Marja en Verwey
Een vrijwel onbekend gedicht van A. Marja, dat hij in geen van zijn bundels heeft opgenomen, is het gelegenheidsgedicht dat hij op twintigjarige leeftijd schreef na het overlijden van Albert Verwey.
In memoriam Albert Verwey
De tijd is lang voorbij, waarin hij dichtte:
- ‘Ik ben een dichter, en der schoonheid zoon’,
en - wars van alle uiterlijk vertoon -
vervulde hij zijn hooggestelde plichten.
De Man van Smarten met de doornenkroon,
tot Wien hij eens vlammende verzen richtte,
had hem geroepen tot een dieper schoon:
- een volk in zwarte dagen voor te lichten.

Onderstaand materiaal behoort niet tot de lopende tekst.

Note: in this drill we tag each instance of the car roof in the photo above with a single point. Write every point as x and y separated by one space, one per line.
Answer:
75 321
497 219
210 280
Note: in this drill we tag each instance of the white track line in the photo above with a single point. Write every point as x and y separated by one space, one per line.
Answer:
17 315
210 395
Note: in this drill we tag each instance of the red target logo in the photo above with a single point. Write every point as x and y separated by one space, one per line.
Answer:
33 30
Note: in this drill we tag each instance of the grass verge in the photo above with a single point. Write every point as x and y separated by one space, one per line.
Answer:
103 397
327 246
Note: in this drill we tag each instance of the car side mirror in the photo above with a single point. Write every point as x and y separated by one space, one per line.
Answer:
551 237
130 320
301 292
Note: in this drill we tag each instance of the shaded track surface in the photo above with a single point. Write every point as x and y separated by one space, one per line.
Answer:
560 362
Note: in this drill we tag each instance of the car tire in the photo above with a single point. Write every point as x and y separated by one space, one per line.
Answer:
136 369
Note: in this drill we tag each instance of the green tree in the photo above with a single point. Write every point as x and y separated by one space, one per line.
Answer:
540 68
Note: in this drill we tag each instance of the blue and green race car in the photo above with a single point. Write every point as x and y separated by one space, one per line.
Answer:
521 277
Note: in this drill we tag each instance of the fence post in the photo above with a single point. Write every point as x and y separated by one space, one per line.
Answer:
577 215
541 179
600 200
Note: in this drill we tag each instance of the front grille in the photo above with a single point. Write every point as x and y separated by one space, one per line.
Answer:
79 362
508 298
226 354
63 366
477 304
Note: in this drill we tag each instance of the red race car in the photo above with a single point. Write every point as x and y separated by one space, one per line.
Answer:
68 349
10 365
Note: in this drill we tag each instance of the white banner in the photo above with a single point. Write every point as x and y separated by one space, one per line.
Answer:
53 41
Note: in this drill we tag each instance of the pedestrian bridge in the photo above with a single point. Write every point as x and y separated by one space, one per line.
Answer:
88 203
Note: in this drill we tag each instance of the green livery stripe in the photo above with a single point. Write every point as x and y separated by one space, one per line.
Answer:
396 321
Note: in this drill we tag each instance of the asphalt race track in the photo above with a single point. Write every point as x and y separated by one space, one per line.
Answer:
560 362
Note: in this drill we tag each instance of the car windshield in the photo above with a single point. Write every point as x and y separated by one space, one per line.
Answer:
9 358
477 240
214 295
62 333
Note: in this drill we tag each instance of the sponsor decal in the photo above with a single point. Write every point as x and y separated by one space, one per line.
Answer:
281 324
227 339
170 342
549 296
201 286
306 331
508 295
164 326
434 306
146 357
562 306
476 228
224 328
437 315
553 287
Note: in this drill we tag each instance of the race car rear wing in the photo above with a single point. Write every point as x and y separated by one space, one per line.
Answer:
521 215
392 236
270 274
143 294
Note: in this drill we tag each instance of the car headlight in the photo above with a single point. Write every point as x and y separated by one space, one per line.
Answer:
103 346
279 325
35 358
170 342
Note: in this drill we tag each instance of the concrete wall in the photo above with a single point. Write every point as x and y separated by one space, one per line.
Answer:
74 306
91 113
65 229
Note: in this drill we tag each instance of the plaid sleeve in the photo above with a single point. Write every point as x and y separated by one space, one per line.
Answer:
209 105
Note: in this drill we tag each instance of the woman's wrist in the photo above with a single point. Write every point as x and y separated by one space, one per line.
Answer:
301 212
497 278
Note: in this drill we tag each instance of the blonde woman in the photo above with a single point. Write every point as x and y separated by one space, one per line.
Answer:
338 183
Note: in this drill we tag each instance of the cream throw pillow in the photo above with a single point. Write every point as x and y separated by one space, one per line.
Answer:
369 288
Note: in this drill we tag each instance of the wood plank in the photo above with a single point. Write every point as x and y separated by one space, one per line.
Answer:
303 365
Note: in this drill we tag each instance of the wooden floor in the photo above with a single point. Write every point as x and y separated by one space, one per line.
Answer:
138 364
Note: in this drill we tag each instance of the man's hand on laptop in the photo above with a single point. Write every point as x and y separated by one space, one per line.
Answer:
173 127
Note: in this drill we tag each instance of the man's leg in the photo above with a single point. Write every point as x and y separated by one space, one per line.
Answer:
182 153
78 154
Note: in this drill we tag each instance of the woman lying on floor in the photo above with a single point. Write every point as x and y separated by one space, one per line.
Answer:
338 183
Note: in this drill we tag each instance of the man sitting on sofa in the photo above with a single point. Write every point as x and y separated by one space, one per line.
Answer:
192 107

De mildheid, de bezinning, die hem sierde
bereidd' aan velen vreugde in dit land, -
totdat een zachte onverwachte hand
hem elders plaatste, - maar wij plukken hier de
geurige vruchten, die hij heeft geplant.
Het is geplaatst in het aprilnummer 1937 van ‘Pomp’, maandblad voor scholieren, geredigeerd door A. Th. Mooy (de werkelijke naam van A. Marja) en J.E. Folkers. ‘Pomp’ was geen schoolkrant in de gebruikelijke zin van het woord, maar een gedrukt maandblaadje, in de eerste plaats bestemd voor de leerlingen van het gymnasium, de h.b.s. en de kweekschool te Winschoten, waar Marja indertijd woonde. In het cursusjaar 1936-1937 zijn er, als ik me niet vergis, zeven of acht afleveringen van verschenen. Tot de ‘vaste medewerkers’ behoorden o.m. Ab Visser (Groningen) en Koos Schuur (Veendam).